Wald, Oppenheimer’s head of technical analysis, said Costco’s stock chart dating back to March 2018 shows months of outperformance before hitting a roadblock last September. Towards the end of 2019, Costco’s stock became “very extended” and went on to drift back towards its 200-day moving average.
But the stock has since “worked off those overbought excesses” and is now inflecting higher again.
“We think that long term run of outperformance is just getting started again,” Wald said.
Costco Stock ‘Too Expensive’
Offering the other side, Laffer Tengler Wealth Management’s chief equity strategist Nancy Tengler said Costco’s stock is “too expensive for our blood” at 36 times forward earnings.
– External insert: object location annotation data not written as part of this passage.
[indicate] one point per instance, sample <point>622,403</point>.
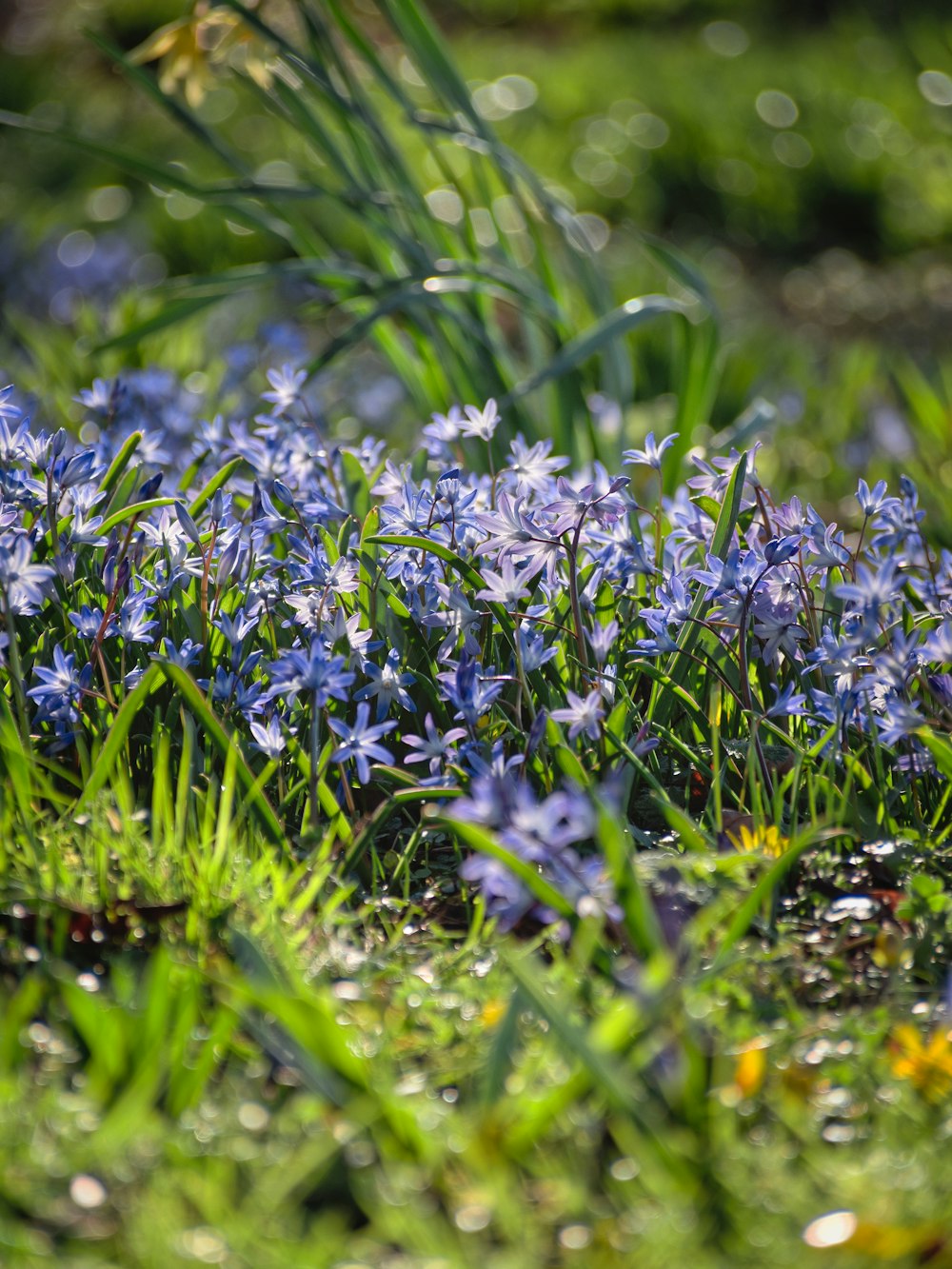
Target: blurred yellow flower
<point>750,1067</point>
<point>494,1012</point>
<point>765,841</point>
<point>188,49</point>
<point>925,1065</point>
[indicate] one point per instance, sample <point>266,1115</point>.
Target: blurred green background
<point>802,153</point>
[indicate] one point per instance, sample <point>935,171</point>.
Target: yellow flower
<point>750,1067</point>
<point>927,1065</point>
<point>765,841</point>
<point>494,1012</point>
<point>187,50</point>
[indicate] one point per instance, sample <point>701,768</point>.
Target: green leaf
<point>605,331</point>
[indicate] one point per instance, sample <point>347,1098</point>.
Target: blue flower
<point>314,671</point>
<point>387,684</point>
<point>269,738</point>
<point>61,686</point>
<point>361,742</point>
<point>582,715</point>
<point>653,453</point>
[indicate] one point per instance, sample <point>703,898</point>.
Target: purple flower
<point>583,716</point>
<point>269,738</point>
<point>314,671</point>
<point>387,684</point>
<point>61,686</point>
<point>433,749</point>
<point>653,453</point>
<point>361,742</point>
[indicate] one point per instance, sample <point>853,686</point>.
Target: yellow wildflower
<point>187,50</point>
<point>927,1065</point>
<point>765,841</point>
<point>750,1067</point>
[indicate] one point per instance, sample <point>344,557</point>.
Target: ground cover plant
<point>528,845</point>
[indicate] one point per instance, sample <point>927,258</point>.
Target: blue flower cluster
<point>456,620</point>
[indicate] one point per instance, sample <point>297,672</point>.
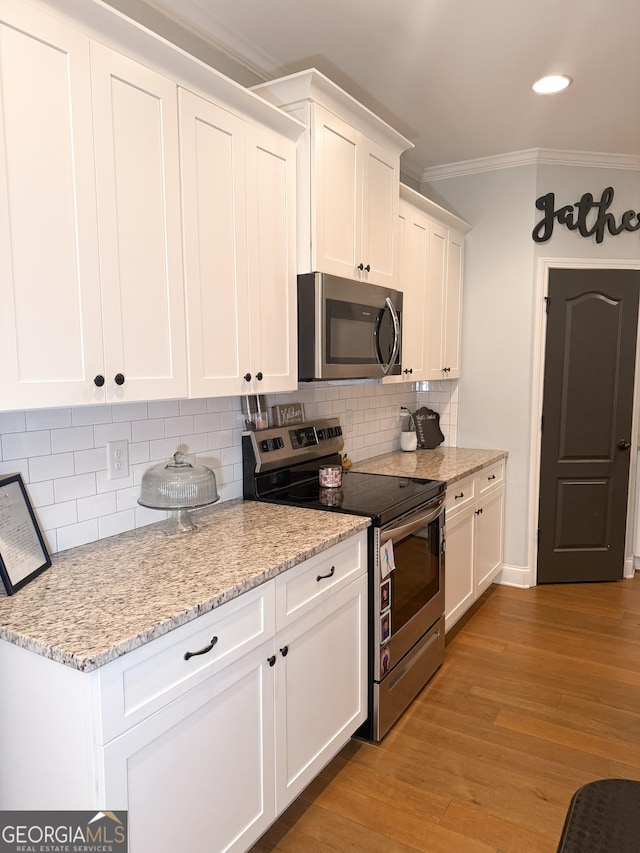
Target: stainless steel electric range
<point>406,552</point>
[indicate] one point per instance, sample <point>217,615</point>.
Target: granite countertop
<point>442,463</point>
<point>104,599</point>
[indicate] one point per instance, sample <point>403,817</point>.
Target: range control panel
<point>284,445</point>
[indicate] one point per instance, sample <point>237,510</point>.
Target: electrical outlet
<point>118,459</point>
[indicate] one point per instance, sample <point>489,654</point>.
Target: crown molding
<point>533,156</point>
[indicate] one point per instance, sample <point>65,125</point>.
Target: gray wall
<point>501,268</point>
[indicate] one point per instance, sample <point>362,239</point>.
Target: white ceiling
<point>453,76</point>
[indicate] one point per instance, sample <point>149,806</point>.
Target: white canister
<point>330,477</point>
<point>408,441</point>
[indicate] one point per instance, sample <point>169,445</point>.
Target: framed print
<point>23,553</point>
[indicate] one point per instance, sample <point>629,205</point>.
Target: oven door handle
<point>417,522</point>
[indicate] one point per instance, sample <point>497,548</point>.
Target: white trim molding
<point>532,156</point>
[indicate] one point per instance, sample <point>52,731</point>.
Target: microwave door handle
<point>386,366</point>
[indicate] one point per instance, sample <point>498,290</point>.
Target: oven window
<point>416,578</point>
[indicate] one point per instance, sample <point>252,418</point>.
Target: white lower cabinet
<point>473,535</point>
<point>207,733</point>
<point>198,775</point>
<point>320,687</point>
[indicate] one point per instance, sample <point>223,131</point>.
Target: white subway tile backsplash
<point>97,505</point>
<point>62,457</point>
<point>15,466</point>
<point>163,448</point>
<point>12,422</point>
<point>163,409</point>
<point>139,452</point>
<point>47,419</point>
<point>193,407</point>
<point>50,467</point>
<point>119,522</point>
<point>71,488</point>
<point>40,494</point>
<point>77,534</point>
<point>130,412</point>
<point>103,433</point>
<point>194,443</point>
<point>72,438</point>
<point>147,430</point>
<point>104,484</point>
<point>207,422</point>
<point>90,460</point>
<point>16,445</point>
<point>178,426</point>
<point>57,515</point>
<point>83,415</point>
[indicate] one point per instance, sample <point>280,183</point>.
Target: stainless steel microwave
<point>347,329</point>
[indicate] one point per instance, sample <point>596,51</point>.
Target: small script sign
<point>588,216</point>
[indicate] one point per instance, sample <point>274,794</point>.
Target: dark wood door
<point>592,318</point>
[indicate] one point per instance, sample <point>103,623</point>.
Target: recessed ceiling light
<point>551,84</point>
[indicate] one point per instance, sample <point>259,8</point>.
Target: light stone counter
<point>101,600</point>
<point>443,463</point>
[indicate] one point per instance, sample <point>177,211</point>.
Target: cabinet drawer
<point>145,680</point>
<point>301,588</point>
<point>460,494</point>
<point>490,477</point>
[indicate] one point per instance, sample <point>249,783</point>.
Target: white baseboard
<point>514,576</point>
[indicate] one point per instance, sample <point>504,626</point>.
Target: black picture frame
<point>23,553</point>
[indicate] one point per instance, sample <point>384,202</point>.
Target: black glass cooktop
<point>378,496</point>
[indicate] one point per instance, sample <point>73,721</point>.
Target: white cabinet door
<point>138,191</point>
<point>453,306</point>
<point>212,152</point>
<point>336,215</point>
<point>459,583</point>
<point>413,234</point>
<point>321,695</point>
<point>355,203</point>
<point>444,303</point>
<point>198,775</point>
<point>271,258</point>
<point>50,324</point>
<point>381,175</point>
<point>436,284</point>
<point>239,237</point>
<point>488,539</point>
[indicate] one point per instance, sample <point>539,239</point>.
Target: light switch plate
<point>118,459</point>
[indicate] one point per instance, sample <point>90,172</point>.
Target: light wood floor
<point>539,694</point>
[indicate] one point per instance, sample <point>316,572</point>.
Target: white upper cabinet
<point>431,262</point>
<point>238,198</point>
<point>348,179</point>
<point>91,228</point>
<point>138,189</point>
<point>413,249</point>
<point>50,323</point>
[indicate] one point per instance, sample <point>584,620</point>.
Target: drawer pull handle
<point>330,575</point>
<point>203,651</point>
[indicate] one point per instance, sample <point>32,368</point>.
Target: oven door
<point>407,599</point>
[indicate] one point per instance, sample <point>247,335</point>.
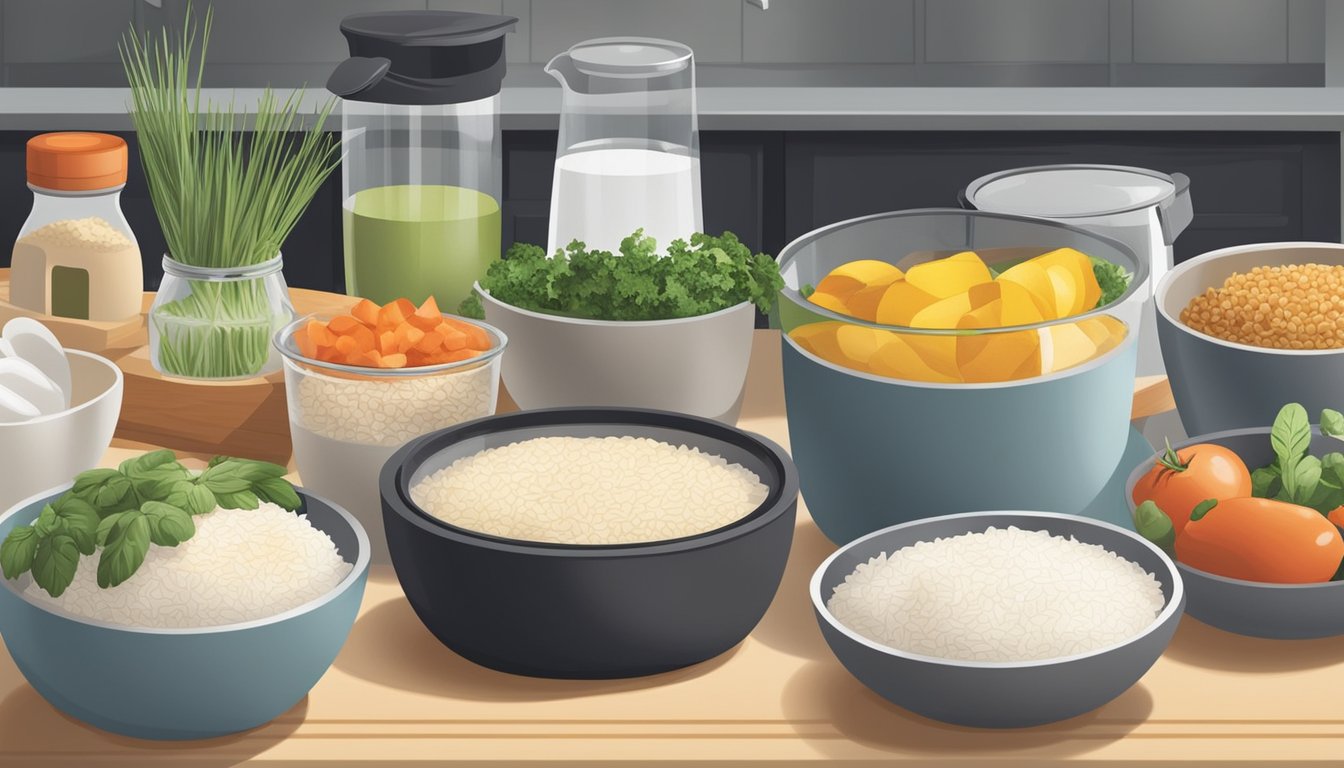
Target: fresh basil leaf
<point>168,526</point>
<point>114,495</point>
<point>223,479</point>
<point>125,549</point>
<point>105,526</point>
<point>1265,483</point>
<point>148,462</point>
<point>47,521</point>
<point>1332,423</point>
<point>278,491</point>
<point>79,519</point>
<point>238,501</point>
<point>192,498</point>
<point>16,552</point>
<point>54,562</point>
<point>92,479</point>
<point>1308,476</point>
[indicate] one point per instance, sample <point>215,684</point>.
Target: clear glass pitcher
<point>629,152</point>
<point>422,167</point>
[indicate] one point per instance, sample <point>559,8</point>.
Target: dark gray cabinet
<point>1246,187</point>
<point>770,187</point>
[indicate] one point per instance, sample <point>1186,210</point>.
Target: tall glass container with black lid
<point>422,162</point>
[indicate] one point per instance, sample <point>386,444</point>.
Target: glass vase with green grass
<point>227,186</point>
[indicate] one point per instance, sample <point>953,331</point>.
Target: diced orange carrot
<point>343,324</point>
<point>305,343</point>
<point>407,336</point>
<point>346,346</point>
<point>453,339</point>
<point>430,343</point>
<point>320,334</point>
<point>428,316</point>
<point>476,336</point>
<point>366,312</point>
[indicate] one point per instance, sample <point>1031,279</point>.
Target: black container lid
<point>421,57</point>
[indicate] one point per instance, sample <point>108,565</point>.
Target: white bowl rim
<point>1172,605</point>
<point>356,572</point>
<point>1130,338</point>
<point>485,296</point>
<point>1164,285</point>
<point>117,382</point>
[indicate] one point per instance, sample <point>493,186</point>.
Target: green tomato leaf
<point>125,548</point>
<point>54,562</point>
<point>1265,483</point>
<point>16,552</point>
<point>79,519</point>
<point>168,525</point>
<point>278,491</point>
<point>1292,433</point>
<point>1308,478</point>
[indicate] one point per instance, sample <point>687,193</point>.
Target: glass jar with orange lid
<point>75,254</point>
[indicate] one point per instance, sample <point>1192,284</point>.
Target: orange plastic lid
<point>77,162</point>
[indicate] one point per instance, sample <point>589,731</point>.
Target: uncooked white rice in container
<point>999,596</point>
<point>390,410</point>
<point>241,565</point>
<point>590,491</point>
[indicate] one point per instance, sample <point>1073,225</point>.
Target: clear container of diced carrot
<point>362,385</point>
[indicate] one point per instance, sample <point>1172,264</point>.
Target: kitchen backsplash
<point>794,42</point>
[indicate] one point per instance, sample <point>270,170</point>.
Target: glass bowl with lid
<point>971,408</point>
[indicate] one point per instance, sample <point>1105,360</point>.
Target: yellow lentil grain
<point>1292,307</point>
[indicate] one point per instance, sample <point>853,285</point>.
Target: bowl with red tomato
<point>1251,518</point>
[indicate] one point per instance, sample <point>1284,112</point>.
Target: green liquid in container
<point>420,241</point>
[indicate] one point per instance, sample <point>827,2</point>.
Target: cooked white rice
<point>590,491</point>
<point>999,596</point>
<point>241,565</point>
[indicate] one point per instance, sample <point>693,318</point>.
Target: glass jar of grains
<point>75,256</point>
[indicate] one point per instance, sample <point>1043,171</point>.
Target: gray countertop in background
<point>829,108</point>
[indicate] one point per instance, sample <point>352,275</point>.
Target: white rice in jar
<point>241,565</point>
<point>393,409</point>
<point>590,491</point>
<point>999,596</point>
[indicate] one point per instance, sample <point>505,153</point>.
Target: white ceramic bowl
<point>47,451</point>
<point>686,365</point>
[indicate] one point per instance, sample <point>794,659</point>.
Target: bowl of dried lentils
<point>1245,330</point>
Investors buying the stock now are “a little bit late” to the party despite management deserving credit for holding up against online competitors. Instead of a mass “pile on” into Costco’s stock, investors may want to consider instead Home Depot IncHD. The home improvement retailer has also insulated itself against online competition and offers a 2.3% dividend yield along with a growth prospect of 24%, she said.
“We are big owners of Home Depot and sold out of our Costco last year,” Tengler said.